A Crónica de Um suicídio
13.
E a
cidade acolheu-o em plena adolescência. Com uma mala semivazia na mão e um
caderno garatujado de poemas.
Não
tinha lembrança de quando começara a escrever.
Nem o
que fizera com que a escrita se transformasse rapidamente no centro da sua
vida.
14.
Por
isso quando ela se sentou ao seu lado, na carruagem do comboio naquela noite
álgida, não conseguiu esconder a sua vaidade, nem perante a sua curiosidade
escusar-se a ler-lhe o poema que entretanto esboçara.
15.
Na noite fria
Acendeu-se a alegria
Num perfume
Que passou a correr-me nas veias.
16.
Sorriram.
E deram então conta de que a carruagem estava afinal vazia, de todos quantos se
tinham entretanto apeado.
E
mais sorriram quando se aperceberam de que estavam prestes a descer na mesma
estação.
O
que, mais do que uma coincidência, só podia significar que o universo lhes
destinava mais do que aquele simples e primeiro encontro…
17.
Deitados
sobre a erva macia, ambos fitam o céu de mãos dadas.
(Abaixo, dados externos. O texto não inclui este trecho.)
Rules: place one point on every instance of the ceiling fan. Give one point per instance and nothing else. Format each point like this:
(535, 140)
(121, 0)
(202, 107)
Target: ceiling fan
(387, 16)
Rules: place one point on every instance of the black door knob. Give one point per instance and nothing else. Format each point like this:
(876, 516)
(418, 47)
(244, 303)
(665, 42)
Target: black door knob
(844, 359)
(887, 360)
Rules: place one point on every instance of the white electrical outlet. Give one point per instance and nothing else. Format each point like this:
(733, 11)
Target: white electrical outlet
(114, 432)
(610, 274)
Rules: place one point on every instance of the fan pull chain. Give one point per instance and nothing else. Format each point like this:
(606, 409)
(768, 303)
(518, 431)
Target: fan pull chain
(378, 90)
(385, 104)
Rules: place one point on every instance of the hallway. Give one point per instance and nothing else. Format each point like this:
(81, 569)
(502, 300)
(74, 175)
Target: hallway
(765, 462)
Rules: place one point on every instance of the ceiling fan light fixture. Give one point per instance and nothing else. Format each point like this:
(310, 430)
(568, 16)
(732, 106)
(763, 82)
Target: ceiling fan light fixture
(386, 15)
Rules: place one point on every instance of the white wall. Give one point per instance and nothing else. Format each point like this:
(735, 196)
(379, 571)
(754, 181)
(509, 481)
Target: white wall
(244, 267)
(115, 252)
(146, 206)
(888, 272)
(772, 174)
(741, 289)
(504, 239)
Estão tão apaixonados que
no céu há mais do que nuvens e do que aves: há elefantes, girafas e
rinocerontes. O céu é a terra dos seus sonhos.
Estreitado
nos dedos que se entrecruzam, depois dos beijos dados e das carícias e da
invenção do mundo dos desejos saciados.
Que
se renovam.
Como
se não houvesse um fim para mais nada.
18.
Isabel
é um poema constante na sua cabeça. É sobre ela que escreve tudo quanto
respira. Tudo se transforma nela e nela tudo é belo.
Até
as coisas mais ignóbeis.
Como
a fome do mundo.
As
guerras que se travam num outro continente.
Os
vivos que morrem da incúria e do desleixo. Como se fossem coisas e não gente
que sente, que sonha e que ama.
O
amor é o melhor do mundo!
O
amor é o pão e o vinho que alguém quis que fosse corpo sagrado.
Transformado
em religião.
19.
Enquanto
o avô foi vivo, acompanhava-o com a avó à missa. A igreja da aldeia, pintada de
azuis e de dourados era um local mágico, onde as palavras ganhavam vida na sua
imaginação…
Havia
um homem na terra, de barbas e coração manso, que curava todas as feridas e
prometia a vida eterna.
Mas o
avô e a avó e a mãe tinham morrido.
Sem
nenhuma esperança de ressurreição.
Sem
que nenhum terceiro dia os tivesse ressuscitado.
20.
Quantas
mais mentiras haveria disfarçadas de verdades?